Contrairement aux valeurs de la « tech », pour lesquelles les attentes des boursiers sont très élevées (il n’y a qu’à voir Netflix qui a plongé de 6,5% vendredi parce que le géant du streaming prévoit deux fois moins d’abonnés au troisième trimestre que ce que la Bourse attendait), les anticipations pour les entreprises « value » laissent de la place aux coups de théâtre. Halliburton, qui fournit des services à l’industrie pétrolière, est aujourd’hui en hausse de 7% à Wall Street, alors que la société a, contre toute attente, enregistré un bénéfice au deuxième trimestre. Sont encore attendues cette semaine, pour les valeurs « value » du S&P 500, les copies du gérant d’entrepôts logistiques Prologis, du propriétaire de casinos Las Vegas Sands ou des compagnies aériennes United Airlines et Air Alaska. Et du côté des entreprises de croissance, les investisseurs attentent les résultats de Twitter, Microsoft, Amazon ou encore de Tesla, dont le cours a été multiplié par six en un an, par dix en deux ans et par cent en dix ans.

« Au cours du siècle dernier, les valeurs ‘value’ ont fait mieux que celles de croissance », remarquaient récemment les stratégistes de Bank of America Securities. « 1 dollar investi dans des actions de croissance en 1926 = 6.267 dollars aujourd’hui. 1 dollar investi dans des actions de valeur = 13.447 dollars aujourd’hui. » Mais cette surperformance, « s’est manifestement arrêtée en 2007. […] L’investissement ‘value’ s’est brisé en 2007 et n’a pas repris. »  L’équipe de recherche de la banque américaine constate que, depuis 2007, les stratégies ‘value’ ont sous-performé celle de croissance de près de 8 points. « La surperformance [de ces dernières] a atteint au premier semestre de cette année des records : l’écart (26 points) est plus élevé encore qu’en 1999, avant l’éclatement de la bulle Internet. »

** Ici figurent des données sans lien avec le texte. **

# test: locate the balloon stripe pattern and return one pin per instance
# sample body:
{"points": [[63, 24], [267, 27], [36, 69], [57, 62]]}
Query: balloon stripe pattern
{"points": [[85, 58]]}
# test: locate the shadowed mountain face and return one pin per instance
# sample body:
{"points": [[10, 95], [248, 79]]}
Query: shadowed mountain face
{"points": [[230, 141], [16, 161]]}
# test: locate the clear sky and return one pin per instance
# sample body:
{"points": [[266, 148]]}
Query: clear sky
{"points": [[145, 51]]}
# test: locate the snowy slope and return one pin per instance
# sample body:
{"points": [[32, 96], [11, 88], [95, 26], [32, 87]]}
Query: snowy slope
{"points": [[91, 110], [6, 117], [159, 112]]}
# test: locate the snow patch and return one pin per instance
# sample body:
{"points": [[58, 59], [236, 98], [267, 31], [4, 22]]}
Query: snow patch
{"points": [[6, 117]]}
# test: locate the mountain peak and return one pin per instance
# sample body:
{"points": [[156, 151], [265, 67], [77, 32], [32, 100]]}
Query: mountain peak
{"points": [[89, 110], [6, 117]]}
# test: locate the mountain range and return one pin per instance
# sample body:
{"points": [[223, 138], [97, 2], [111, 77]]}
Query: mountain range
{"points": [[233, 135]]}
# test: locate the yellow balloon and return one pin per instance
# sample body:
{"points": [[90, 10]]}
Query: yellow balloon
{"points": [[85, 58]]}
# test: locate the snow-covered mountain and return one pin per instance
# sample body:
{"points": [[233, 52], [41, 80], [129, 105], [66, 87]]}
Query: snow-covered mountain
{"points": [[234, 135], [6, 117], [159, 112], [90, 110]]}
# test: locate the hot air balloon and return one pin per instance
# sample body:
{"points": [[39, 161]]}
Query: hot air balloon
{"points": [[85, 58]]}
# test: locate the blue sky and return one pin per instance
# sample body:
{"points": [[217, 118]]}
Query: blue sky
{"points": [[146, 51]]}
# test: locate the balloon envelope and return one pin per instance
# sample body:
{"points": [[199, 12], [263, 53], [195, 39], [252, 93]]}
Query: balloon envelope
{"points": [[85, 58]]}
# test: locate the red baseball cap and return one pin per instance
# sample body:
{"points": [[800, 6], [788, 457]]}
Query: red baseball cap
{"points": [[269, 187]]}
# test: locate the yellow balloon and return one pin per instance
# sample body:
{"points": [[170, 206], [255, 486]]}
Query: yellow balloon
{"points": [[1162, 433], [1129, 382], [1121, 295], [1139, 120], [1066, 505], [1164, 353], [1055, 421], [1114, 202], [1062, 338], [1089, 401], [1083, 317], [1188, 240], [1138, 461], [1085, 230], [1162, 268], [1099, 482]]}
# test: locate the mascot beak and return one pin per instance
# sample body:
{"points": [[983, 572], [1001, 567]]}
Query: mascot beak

Protection contre un démantèlement

Pour Bank of America Securities, la « value » a les moyens de faire un « comeback ». Ces actions ne sont pas chères comparativement aux fondamentaux : leur prix a chuté plus lourdement que n’ont été abaissées les prévisions de bénéfices. Les stratégistes de la banque expliquent que lorsque la croissance économique se fait rare, les investisseurs sont prêts à payer cher pour des entreprises qui voient leur chiffre d’affaires progresser. Mais « à mesure que la croissance revient, les investisseurs deviennent plus regardants sur le prix. » La reprise devrait profiter à la gestion « value », mais attention à ne pas acheter « trop tôt » ! L’économie touche « en ce moment » son point bas. Les valeurs « value » sont « profondément négligées » tandis que les fonds investis dans les valeurs de croissance suivent une tendance « paraboliques ».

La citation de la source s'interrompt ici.